Dr E. Wesseling

Research profile

Elisabeth Wesseling publishes on the cultural construction of childhood in narrative fiction (children's literature, the novel, film) and science (science based child rearing advice, developmental psychology, anthropology), 1850-2000.

Her current research inquires into narrative models for forging kinship in global adoption. She analyzes the themes, motifs, metaphors and plot-structures that are mobilized by adoption narratives to transform little foreigners into family members and Western couples into parents. This project deals with different narrative genres, i.e. life writing (adoptive parents' diaries, memoirs, autobiographies and blogs), (children's) fiction about and for adoptees, and film.
It aspires towards three  aims:
a It develops comparative cultural perspectives on global adoption. Most studies take their bearings from the social sciences, most notably from developmental psychology. There have been relatively few contributions from the humanities, but for the noteworthy exception of the USA, the number one adopting country in the world, where a flourishing research industry has sprung up around American cultural practices of global adoption.  However, the results of these studies do not directly apply to European receiving countries, because of the substantial cultural differences between the two continents. This is one of the first projects to embark on the comparative analysis of American and European adoption narratives (UK, the Netherlands, Spain).
b. It  wants to contribute to literary anthropology by extending and deepening our insight into the uses of fiction in the construction of familial identities, also drawing upon new historicist insights into the relations between fictional texts and social contexts (literary texts as performances of “cultural work”) and upon theories of life writing that reflect upon the permeable boundary between fictional and non-fictional story-telling.
c. It wants to enrich the ethical deliberation of global adoption.
Stakeholders in global adoption are goverend by deeply ingrained, implicit cultural assumptions about childhood, parenthood, and orphanhood. Narrative analysis of adoption stories may unearth these tacit, deep assumptions,  making them available for articulate ethical deliberation. 

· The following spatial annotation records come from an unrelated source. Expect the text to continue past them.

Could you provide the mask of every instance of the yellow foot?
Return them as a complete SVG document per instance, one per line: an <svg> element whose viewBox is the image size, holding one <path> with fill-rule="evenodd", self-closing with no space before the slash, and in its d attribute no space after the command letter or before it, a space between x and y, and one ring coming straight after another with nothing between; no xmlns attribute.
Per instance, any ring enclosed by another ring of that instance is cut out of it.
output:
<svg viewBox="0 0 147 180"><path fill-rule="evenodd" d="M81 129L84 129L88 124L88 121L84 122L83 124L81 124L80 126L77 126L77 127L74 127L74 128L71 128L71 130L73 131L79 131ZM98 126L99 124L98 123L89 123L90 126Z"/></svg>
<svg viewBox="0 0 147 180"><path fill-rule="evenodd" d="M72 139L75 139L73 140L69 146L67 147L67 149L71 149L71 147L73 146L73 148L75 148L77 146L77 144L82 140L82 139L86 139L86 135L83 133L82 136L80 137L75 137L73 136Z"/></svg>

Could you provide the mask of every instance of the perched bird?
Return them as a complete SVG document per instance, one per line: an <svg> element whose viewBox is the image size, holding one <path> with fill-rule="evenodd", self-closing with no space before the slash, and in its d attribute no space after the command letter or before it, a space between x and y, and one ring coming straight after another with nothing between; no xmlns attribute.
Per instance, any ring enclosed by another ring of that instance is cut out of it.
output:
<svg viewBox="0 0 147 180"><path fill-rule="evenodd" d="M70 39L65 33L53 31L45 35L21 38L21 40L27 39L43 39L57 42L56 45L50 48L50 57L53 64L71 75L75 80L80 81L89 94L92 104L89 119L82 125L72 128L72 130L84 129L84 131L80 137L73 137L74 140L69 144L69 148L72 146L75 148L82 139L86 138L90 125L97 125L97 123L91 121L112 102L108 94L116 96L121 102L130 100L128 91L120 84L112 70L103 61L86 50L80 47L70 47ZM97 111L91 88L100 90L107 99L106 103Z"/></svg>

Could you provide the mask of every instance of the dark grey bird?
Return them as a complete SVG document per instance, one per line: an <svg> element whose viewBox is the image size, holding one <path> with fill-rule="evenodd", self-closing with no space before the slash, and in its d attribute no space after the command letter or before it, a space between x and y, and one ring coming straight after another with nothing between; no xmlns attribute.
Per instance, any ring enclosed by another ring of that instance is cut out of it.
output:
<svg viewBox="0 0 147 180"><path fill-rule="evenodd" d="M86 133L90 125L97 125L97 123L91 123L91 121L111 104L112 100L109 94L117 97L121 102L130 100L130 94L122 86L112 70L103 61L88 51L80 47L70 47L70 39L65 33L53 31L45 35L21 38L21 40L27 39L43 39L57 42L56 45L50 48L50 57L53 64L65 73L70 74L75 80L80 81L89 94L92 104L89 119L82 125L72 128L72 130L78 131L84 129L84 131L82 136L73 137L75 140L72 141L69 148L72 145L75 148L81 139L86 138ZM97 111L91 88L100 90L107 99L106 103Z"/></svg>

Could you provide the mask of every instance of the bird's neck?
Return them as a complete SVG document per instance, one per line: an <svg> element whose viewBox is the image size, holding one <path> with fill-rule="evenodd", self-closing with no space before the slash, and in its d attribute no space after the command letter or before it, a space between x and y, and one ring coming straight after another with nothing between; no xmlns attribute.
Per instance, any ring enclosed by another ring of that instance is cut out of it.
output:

Elisabeth Wesseling directs the international network PLACIM: Platform for a Cultural history of Children's Media and the research program Emergent Cultural Literacy: Assimilating Children's Literature, both of which are externally funded by the National Endowment for the Humanities of the Dutch Science Foundation (NWO).  She is the director of the Centre for Gender and Diversity, a research initiative of the Faculty of Arts and Social Sciences.
She is the congress convenor of the 21st Biennual Conference of the International Research Society for Children's Literature (IRSCL) and a board member of the IRSCL. Besides the IRSCL, she is a member of the following learned societies:
- International Society for Cultural History (ISCH)
- International Society for the History of Childhood (ISHC)
- Society for Literature, Science, and Art (SLSA)
- Vlaams-Nederlandse Werkgroep Onderzoekers Jeugdliteratuur

Research projects

Elisabeth Wesseling has supervised two Phd projects:
- Agnes Andeweg, Griezelig gewoon: Het gotieke in de Nederlandse literatuur (Manifestations of the Gothic in Contemporary Dutch Literature)
- Josje Weusten, Pressured to Enjoy: Articulating the 'Dark' Sides of Parenthood in Contemporary Dutch Literature

Ongoing Phd projects:
- Constance Sommerey, Ongoing Recapitulation: Ramifications Recapitulation Theory in German Culture, 1850-1950
- Inge Verouden, Subproject 3 (Children's Narratives) of the research program Emergent Cultural Literacy.